Payers played a strong role in limiting the use of the PCSK-9 inhibitors for patients with hypercholesterolemia. Originally considered by investment analysts as surefire biologic blockbusters, payers placed tight restrictions on their use, forcing their manufacturers to dramatically downgrade their profit estimates. Today, price cuts and low utilization have limited sales to less than $500 million per year in the US.
It will be interesting to see how the interleukin competition, for example, plays out. The autoimmune category (along with the oncology drug category) seems to be fertile ground for sprouting biologic products with greater than $1 billion in sales. Oral type 2 diabetes drugs (e.g., SGLT-2 inhibitors) have much blockbuster potential, but these eventually will face generic not biosimilar competition.
ASSUMPTION 5: THERE WILL BE FEWER NOT GREATER BIOSIMILAR MAKERS IN THE LONG TERM
Over the past 5 years, we have seen names like Momenta, Epirus, Baxalta (Shire), Adello, and others exit the arena. A few players, like Fujisawa and Formycon, have declared their intention to enter the US playing field. Others, like Pfizer and Boehringer Ingelheim, have cut back on the number of biosimilar products they are developing. Therefore, the trend has been for fewer players at present. This could represent only an initial shakeout, especially if drug patent reform and other problems (like drug rebates) are addressed, which could entice other pharmaceutical developers to join the game.
In any case, it may be wise for companies to consider these assumptions and the resulting biosimilar sales expectations over the long term. Companies like Sandoz and Mylan (with a legacy of generics and now biosimilars) may be able to accept and manage the risk of a larger, future biosimilars portfolio. They may be less negatively affected by a biosimilar earning $300 million than other R&D-based firms.
Merck’s decision to spin-off its lower-revenue brands and biosimilars into a separate company may be an underlying strategy to address the future.

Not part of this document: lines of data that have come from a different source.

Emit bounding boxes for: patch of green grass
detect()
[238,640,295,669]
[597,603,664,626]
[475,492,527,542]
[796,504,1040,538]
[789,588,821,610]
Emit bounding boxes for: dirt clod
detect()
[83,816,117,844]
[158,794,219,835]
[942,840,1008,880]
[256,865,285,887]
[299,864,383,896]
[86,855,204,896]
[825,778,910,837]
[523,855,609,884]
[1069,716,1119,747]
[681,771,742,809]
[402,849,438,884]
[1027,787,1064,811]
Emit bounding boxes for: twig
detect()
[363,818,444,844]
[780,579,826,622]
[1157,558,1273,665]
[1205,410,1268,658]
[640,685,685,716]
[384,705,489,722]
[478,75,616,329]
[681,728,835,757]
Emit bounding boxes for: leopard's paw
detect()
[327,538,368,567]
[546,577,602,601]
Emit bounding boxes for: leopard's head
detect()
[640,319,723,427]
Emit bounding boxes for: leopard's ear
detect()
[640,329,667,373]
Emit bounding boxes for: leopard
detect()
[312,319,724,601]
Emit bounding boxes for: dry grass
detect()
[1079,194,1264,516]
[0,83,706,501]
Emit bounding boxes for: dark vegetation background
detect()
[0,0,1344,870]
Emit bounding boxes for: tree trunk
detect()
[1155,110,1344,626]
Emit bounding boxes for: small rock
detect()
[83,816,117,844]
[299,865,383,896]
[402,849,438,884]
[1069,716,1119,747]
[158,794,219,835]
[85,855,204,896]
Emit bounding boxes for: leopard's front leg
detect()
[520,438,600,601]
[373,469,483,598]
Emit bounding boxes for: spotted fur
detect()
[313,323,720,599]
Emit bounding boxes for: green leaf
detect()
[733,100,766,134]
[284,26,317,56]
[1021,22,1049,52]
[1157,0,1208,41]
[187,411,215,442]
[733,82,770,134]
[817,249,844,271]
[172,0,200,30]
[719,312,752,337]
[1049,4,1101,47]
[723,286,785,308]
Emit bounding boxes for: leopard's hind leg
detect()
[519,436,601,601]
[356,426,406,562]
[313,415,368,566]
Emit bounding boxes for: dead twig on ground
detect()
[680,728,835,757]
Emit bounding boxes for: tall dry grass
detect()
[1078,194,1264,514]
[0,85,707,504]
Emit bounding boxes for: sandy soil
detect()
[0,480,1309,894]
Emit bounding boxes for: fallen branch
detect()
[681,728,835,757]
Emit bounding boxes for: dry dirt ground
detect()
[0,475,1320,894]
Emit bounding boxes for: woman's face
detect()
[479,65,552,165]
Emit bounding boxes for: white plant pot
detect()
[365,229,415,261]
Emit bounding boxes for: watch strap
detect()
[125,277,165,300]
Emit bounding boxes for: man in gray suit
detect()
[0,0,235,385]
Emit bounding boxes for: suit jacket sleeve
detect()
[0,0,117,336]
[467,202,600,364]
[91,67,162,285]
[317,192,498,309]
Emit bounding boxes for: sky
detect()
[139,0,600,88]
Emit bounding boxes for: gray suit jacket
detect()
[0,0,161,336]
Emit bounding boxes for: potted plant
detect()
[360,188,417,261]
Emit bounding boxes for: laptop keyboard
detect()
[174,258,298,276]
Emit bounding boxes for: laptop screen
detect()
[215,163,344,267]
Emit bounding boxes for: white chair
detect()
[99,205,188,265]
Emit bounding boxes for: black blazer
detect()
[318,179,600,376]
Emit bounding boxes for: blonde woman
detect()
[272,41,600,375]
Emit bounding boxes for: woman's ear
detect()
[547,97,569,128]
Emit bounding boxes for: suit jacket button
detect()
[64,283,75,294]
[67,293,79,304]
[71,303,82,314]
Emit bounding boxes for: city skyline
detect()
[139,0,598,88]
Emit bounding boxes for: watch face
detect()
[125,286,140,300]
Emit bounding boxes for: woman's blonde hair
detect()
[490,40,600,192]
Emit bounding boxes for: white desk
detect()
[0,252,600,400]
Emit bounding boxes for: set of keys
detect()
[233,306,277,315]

It will allow the parent to focus on its mission of innovation (and potential blockbusters), while collecting marketing agreements on lower-earning biosimilars.
Pfizer and Amgen have created internal structures that allow them to focus separately on their biosimilars and reference brands, without demanding unreasonable performance from the former (at least so far).
A company like Coherus Biosciences is unique, beginning as a biosimilars-only firm. It has hedged its bets with research on an innovator product for the treatment of a liver disorder.
It does seem that the future of the US biosimilar market will rely on several somewhat arguable assumptions. As the patents for new biologic classes expire, industry watchers will focus their attention on both new players and the interest of established firms. One thing will remain sure though—the US biosimilars market will continue to evolve on a different path than that of Europe.